Beritaindonesia.co - Selaku pemenang tender, konsorsium Percetakan Negara
Republik Indonesia (PNRI) mempunyai tugas mencetak 67 juta keping e-KTP pada
tahun 2011. Namun konsorsium PNRI pada akhirnya hanya mampu mencetak 1,6 juta
keping saja.
Mantan Direktur Utama PNRI Isnu Edhi Wijaya mengaku ada
berbagai kendala yang menyebabkan target tersebut tidak tercapai. Salah satu
alasan disebutkan Isnu yaitu karena PT Sandipala selaku salah satu anggota
konsorsium yang mencetak e-KTP mengalami kendala dengan masalah mesin.
Pembelian mesin tak bisa dilakukan karena mereka tak menerima down payment
(DP).
Isnu mengatakan saat itu ada 9 kali addendum atau perubahan
kontrak untuk menutupi tidak tercapainya target tersebut.
"67 juta (keping e-KTP), karena hanya bisa 1,6 (juta
keping e-KTP) maka itu diganti di kontrak?

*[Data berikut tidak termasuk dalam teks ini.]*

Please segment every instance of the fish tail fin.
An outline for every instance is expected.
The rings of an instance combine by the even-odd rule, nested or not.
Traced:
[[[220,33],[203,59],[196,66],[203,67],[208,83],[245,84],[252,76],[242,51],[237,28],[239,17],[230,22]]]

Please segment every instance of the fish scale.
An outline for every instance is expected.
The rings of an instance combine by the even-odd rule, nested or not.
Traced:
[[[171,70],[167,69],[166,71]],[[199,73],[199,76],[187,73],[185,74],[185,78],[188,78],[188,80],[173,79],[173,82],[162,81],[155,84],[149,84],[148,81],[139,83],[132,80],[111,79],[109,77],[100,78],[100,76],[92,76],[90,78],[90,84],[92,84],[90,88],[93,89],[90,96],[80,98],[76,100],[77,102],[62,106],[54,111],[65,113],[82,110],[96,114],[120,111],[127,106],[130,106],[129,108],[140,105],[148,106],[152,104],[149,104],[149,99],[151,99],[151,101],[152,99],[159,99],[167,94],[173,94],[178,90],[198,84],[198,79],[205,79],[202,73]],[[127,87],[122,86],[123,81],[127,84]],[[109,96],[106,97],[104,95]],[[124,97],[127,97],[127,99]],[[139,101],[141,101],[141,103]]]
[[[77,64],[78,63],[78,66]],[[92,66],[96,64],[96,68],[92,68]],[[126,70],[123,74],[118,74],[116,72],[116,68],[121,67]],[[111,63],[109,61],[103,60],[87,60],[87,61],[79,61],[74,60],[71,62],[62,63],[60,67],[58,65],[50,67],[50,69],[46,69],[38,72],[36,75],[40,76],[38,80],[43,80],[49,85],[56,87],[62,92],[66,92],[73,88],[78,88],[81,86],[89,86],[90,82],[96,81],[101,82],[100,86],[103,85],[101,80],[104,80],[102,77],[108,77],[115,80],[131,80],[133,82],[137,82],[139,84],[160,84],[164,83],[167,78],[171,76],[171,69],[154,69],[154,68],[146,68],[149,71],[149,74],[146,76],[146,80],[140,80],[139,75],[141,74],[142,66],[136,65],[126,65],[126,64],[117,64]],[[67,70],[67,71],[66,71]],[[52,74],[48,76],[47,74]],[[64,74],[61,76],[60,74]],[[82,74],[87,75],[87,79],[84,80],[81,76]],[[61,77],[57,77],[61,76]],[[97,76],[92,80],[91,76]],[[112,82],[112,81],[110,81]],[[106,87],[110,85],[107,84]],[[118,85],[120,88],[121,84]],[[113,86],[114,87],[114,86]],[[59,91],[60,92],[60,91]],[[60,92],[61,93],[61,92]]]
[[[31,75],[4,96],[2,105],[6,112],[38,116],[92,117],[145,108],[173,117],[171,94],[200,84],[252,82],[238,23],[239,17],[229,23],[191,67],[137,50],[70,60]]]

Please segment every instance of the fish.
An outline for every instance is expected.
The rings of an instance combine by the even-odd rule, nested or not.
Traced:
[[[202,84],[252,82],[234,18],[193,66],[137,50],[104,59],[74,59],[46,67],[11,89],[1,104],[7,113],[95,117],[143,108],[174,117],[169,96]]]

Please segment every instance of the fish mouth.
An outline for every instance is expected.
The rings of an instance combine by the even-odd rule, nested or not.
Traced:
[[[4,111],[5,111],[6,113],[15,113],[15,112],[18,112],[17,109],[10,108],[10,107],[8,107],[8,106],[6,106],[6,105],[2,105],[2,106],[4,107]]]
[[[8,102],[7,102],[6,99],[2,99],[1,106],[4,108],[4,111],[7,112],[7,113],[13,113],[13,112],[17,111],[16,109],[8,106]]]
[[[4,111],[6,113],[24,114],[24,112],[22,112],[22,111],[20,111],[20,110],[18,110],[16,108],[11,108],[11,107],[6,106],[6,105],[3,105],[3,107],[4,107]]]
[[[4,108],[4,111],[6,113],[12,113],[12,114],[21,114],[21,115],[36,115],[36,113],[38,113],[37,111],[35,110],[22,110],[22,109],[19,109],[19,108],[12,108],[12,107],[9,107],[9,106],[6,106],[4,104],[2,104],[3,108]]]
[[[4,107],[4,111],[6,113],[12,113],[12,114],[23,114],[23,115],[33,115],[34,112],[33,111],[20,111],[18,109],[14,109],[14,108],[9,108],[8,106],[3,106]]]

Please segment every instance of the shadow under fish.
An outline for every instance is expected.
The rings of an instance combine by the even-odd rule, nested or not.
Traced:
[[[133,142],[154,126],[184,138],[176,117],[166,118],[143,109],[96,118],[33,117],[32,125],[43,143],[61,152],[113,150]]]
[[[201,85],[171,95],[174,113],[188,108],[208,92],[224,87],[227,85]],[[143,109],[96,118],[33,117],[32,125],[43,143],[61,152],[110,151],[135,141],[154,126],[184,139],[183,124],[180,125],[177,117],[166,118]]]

Apa target jadi acuan
perubahan?" tanya jaksa KPK kepada Isnu dalam sidang lanjutan kasus
korupsi e-KTP di Pengadilan Negeri Tindak Pidana Korupsi (PN Tipikor) Jakarta,
Jalan Bungur Besar Raya, Jakarta Pusat, Kamis (4/5/2017).
"Iya seperti itu," jawab Isnu.
Jaksa KPK pun kembali menegaskan pertanyaannya. "Jadi
pekerjaan jadi acuan perubahan perjanjian?" tanya jaksa KPK lagi yang
diamini oleh Isnu.
Terkait dengan addendum kontrak, Isnu mengaku di masa
jabatannya hanya ada 6 kali. Namun dia mengaku mendengar bila addendum kontrak
proyek e-KTP sampai 9 kali.
"Sampai masa tugas saya selesai, ada sampai addendum
keenam, tapi saya dengar sampai 9 kali addendum," kata Isnu.
Isnu mengatakan seharusnya konsorsium mendapatkan bayaran
ketika blangko e-KTP sudah terdistribusi ketika sampai di tingkat kecamatan.
Hal itu sesuai dengan apa yang tertulis dalam kontrak awal. Namun pada akhirnya
setelah dilakukan addendum, menurut Isnu, konsorsium mendapatkan bayaran meski
blangko tersebut masih berupa blangko kosong.
"Pada awalnya setelah blangko sampai terdistribusi di
kecamatan baru mendapat bayaran. Tapi setelah addendum kami sudah berhak meski
masih blangko kosong," ujar Isnu.
Dalam surat dakwaan, Irman dan Sugiharto selain disebut
memperkaya diri sendiri, juga didakwa memperkaya orang lain. Disebutkan
manajemen bersama konsorsium PNRI menerima Rp 137.989.835.260 dan Perum PNRI
menerima Rp 107.710.849.102.
Loading...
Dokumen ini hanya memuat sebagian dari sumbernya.